Barack Obama’s triumphant plays in Cuba

Speaking of a ‘new day’ in a relationship that is healing but not yet healed

A Cuban military band played "The Star-Spangled Banner" under a billowing Cuban flag as the US president and a Cuban Politburo member appeared side by side. In the distance, a huge sculptured portrait of Che Guevara.

In such circumstances, he's a class act; Barack Obama. A master at staging vivid photo opportunities that will stick in the memory and sum up an historic moment, a master at sensitively crossing cultural and political divides, and in Cuba one that had not been broached in over 50 years – Obama, quoting poetry from José Martí, a Cuban national hero, a revolutionary philosopher who fought for independence against Spain in the 19th century (and had a few things to say about US expansionism too) and is an icon for both Castroite Cuba and its exiles in Miami: "I plant a white rose."

And baseball diplomacy updates Nixon’s famous ping pong diplomacy with China .

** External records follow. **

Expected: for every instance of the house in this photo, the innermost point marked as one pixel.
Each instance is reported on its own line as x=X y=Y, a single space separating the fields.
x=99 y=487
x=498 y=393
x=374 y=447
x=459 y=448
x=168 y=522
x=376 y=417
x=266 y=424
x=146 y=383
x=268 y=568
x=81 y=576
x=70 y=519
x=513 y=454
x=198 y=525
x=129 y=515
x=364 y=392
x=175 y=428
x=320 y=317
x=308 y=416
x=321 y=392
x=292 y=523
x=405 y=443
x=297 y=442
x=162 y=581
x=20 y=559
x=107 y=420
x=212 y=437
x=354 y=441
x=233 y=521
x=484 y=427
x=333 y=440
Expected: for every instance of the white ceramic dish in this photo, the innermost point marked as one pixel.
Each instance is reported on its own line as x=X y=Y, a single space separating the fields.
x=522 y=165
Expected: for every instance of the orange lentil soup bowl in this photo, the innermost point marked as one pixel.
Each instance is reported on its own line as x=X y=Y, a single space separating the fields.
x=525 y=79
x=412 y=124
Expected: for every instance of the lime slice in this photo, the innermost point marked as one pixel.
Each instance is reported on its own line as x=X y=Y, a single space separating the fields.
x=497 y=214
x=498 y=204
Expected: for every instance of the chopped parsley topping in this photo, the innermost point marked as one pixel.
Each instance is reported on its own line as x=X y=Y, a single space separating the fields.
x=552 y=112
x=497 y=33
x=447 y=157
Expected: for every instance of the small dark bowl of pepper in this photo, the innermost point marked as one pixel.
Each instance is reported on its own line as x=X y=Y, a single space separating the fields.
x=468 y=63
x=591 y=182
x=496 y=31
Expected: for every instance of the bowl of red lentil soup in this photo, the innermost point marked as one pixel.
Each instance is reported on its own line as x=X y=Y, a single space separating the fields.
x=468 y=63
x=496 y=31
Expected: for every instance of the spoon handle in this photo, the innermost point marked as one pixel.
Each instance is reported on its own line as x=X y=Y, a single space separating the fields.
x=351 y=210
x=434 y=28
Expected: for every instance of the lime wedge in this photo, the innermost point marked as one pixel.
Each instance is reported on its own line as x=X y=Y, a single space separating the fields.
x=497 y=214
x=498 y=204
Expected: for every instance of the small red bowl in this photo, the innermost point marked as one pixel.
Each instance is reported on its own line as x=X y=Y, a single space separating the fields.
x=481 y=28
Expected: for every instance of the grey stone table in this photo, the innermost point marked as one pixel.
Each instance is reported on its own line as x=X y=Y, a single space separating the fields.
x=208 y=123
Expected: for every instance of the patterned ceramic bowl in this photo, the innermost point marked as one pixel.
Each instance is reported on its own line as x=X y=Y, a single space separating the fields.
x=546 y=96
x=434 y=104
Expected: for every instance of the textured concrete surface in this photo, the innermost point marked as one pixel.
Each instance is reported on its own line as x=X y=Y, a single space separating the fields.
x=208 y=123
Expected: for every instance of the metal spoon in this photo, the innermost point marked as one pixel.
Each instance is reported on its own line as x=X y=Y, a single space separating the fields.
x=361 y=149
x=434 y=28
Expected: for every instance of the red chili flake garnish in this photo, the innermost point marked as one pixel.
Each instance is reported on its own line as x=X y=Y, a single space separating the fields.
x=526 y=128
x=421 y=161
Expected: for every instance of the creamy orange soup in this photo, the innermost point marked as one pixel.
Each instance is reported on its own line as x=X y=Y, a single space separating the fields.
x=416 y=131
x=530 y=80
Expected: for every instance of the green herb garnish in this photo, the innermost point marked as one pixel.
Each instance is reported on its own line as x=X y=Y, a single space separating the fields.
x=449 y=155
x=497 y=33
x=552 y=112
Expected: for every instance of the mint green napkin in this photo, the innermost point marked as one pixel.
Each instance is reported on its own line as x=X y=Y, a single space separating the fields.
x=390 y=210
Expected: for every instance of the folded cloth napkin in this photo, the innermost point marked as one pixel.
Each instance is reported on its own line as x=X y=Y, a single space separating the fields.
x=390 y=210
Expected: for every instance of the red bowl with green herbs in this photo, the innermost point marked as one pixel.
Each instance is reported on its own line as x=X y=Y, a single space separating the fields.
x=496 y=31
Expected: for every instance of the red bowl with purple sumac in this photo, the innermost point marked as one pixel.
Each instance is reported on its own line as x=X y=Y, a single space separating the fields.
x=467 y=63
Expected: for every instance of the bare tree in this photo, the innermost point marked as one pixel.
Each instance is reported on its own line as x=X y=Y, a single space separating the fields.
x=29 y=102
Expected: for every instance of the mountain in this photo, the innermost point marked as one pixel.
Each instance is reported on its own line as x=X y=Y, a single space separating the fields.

"I have come here to bury the last remnant of the Cold War in the Americas," Obama said, speaking of a "new day" in a relationship that is healing but not yet healed. The thorniest of issues, human rights, was not dodged, Obama even encouraging journalists to question President Raul Castro directly. "Give me a list of the political prisoners and I will release them immediately," Castro said indignantly, if unconvincingly. "It's not correct to ask me about political prisoners," he said. Dissidents who met Obama described his visit as a transformational moment.

READ MORE

This may all be legacy-building for the folks back home, but it was also much more than just a PR olive branch, a genuine landmark moment in the region’s divided history, however overdue. One that will be welcomed by neighbours, whether allies or not, across South America.

There remains in place a significant blockade against the island, which Obama made clear he opposes – persuading Congress to raise it, he cleverly implied, would require the help of the Cuban people in persuading their regime to continue the path of reform. Two birds, one stone. A class act.